Legendary producer TM88 teams up with new school trap producer Pi’erre to deliver an underwhelming project.
Pi’erre Bourne has taken his rap career a lot more seriously over the last few years. While rap was always his main goal, his production is what brought him into limelight with tracks like “Gummo” & “Magnolia.” While his production career has been one held in high regard, his rap career has been seen as lackluster to many. This seems to be an acquired taste for many, some listeners seem to find Pi’erre raps derivative of many other artists. Other listeners seem to find Pi’erre as one of the more interesting artists out today, as his ear for layering melodies and pockets within his own production is extremely unique as on songs like “Guillotine.”
This project seems to be one that’ll fall into the acquired taste category, however. While Pi’erre isn’t offensively bad by any stretch, his abilities are so clearly lacking compared to his peers. The only features on this project are Wiz Khalifa & Young Nudy, and each they come on its a breath of fresh air. Wiz raps with a fire under his belt that he didn’t even bring to his very own TM88 collab. Young Nudy comes through with perfected flow elevated by TM88’s production.

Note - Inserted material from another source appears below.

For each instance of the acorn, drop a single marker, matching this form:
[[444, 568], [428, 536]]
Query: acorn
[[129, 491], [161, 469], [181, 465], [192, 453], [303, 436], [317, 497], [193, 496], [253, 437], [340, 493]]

Speaking of which, TM88’s production is the clear winner here. Pi’erre takes a backseat to let TM88 take up production, and he delivers in a way he never has before. While he always had a unique sound, this is the producer that brought us “XO Tour Llif3” & “Codeine Crazy” after all, nothing comes close in his discography like the intro on “OMS.” The beat sounds like being delivered off a spaceship with aggressively futuristic bassline, complete with an electric guitar. The production on this album has so many little details that make it his best produced in quite a long time.
Despite such incredible production, Pi’erre never steps up to the plate in the way he should have. A project like this was prime to prove everyone wrong, but this is not the case. While it is possible this album is more of a grower, it’s impossible to look at it as a work that could’ve been elevated by a more evolved rapper. Pi’erre doesn’t explore new sounds here, he instead opts for the tired sound he’s worn on multiple loosies and his own mixtape series. A series that now spans five mixtapes and a deluxe edition. If Pi’erre’s goal is to make these average auto-crooning, that’s fine but it should stay on his own production.